AI can generate tests.
But testing strategy still requires understanding.
Accessibility
Accessibility has always been ignored in many projects.
AI has not changed that.
You can add an accessibility agent, but accessibility is not just adding attributes. It requires understanding how assistive technologies behave, how screen readers navigate, and how keyboard interaction works.
Without that knowledge, accessibility stays superficial.
The New Developer Loop
Something interesting is happening.
Developers spend more time writing Markdown specs for AI than learning new technical concepts.
Instead of experimenting, breaking things, and learning through failure, we optimise prompts and agent workflows.
But not necessarily ourselves.
I Am Also In That Loop
To be fair, I am also part of this.
AI tools are powerful and it is easy to rely on them.
But recently I started asking myself a simple question.
Am I actually improving?
Or am I just getting faster?
So I am trying to go back to learning new concepts, experimenting more, and understanding systems deeper.
And only after that, delegating to AI.
Ask Yourself This
If AI makes you 10x more productive, ask yourself:
Are you doing something you would never do if you had infinite time?

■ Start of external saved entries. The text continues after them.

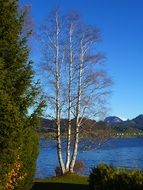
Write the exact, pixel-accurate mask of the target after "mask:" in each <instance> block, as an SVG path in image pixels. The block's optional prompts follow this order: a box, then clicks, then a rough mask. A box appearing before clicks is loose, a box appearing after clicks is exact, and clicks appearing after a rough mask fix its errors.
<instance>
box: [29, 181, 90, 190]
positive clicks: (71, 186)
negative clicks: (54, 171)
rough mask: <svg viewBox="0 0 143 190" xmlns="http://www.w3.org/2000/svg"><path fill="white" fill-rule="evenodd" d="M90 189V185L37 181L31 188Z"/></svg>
mask: <svg viewBox="0 0 143 190" xmlns="http://www.w3.org/2000/svg"><path fill="white" fill-rule="evenodd" d="M51 189H52V190H89V186H88V185H82V184H70V183H50V182H49V183H46V182H35V183H34V185H33V187H32V189H31V190H51Z"/></svg>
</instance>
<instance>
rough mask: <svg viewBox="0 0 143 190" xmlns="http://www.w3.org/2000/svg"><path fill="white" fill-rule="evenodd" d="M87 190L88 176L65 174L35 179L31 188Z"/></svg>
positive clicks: (38, 188) (58, 189)
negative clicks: (57, 175) (47, 178)
mask: <svg viewBox="0 0 143 190" xmlns="http://www.w3.org/2000/svg"><path fill="white" fill-rule="evenodd" d="M51 189H52V190H89V185H88V177H87V176H79V175H74V174H72V175H71V174H70V175H66V176H61V177H52V178H48V179H42V180H35V182H34V186H33V188H32V189H31V190H51Z"/></svg>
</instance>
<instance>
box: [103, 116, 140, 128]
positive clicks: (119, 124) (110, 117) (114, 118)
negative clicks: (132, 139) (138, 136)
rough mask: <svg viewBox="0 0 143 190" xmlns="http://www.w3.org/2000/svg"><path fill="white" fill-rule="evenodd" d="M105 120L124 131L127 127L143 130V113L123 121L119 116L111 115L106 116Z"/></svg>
mask: <svg viewBox="0 0 143 190" xmlns="http://www.w3.org/2000/svg"><path fill="white" fill-rule="evenodd" d="M104 122H105V123H106V124H107V125H110V126H113V127H115V128H116V129H117V130H121V131H124V130H126V129H131V130H142V131H143V114H142V115H139V116H137V117H136V118H134V119H131V120H126V121H123V120H121V119H120V118H119V117H116V116H109V117H106V118H105V120H104Z"/></svg>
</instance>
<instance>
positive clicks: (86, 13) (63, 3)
mask: <svg viewBox="0 0 143 190" xmlns="http://www.w3.org/2000/svg"><path fill="white" fill-rule="evenodd" d="M25 3H30V4H31V5H32V16H33V19H34V22H35V27H36V28H38V27H39V26H40V24H42V22H43V20H44V19H45V18H46V17H47V15H48V12H49V11H50V10H51V9H52V8H53V7H54V6H56V5H59V6H60V7H61V9H62V11H64V12H67V11H68V10H77V11H78V12H80V14H81V17H82V18H83V20H85V21H86V22H87V23H90V24H93V25H95V26H97V27H98V28H99V29H100V30H101V32H102V36H103V41H102V43H101V44H100V49H101V50H102V51H103V52H104V53H105V55H106V57H107V60H106V64H107V68H108V73H109V74H110V76H111V77H112V78H113V81H114V86H113V95H112V97H111V100H110V107H111V110H110V115H116V116H120V117H123V118H129V119H131V118H134V117H136V116H137V115H139V114H143V0H20V4H21V5H23V4H25ZM40 56H41V55H40V52H39V53H38V50H36V48H35V50H33V53H32V54H31V59H32V60H33V61H34V62H35V63H36V62H38V60H39V58H40Z"/></svg>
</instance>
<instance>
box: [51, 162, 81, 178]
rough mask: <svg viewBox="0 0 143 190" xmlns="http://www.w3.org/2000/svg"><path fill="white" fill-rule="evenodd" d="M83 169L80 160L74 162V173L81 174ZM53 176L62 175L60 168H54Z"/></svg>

Are you exploring areas you previously did not understand?
Or are you just shipping the same things faster?
And one more question.
If your productivity increases 10x, do you now have 10x more time?
More time to learn, exercise, spend time with family, or build deeper knowledge?
If the answer is no, then what is AI really doing for you?
Is it helping you become a better developer?
Or just a faster version of the same developer?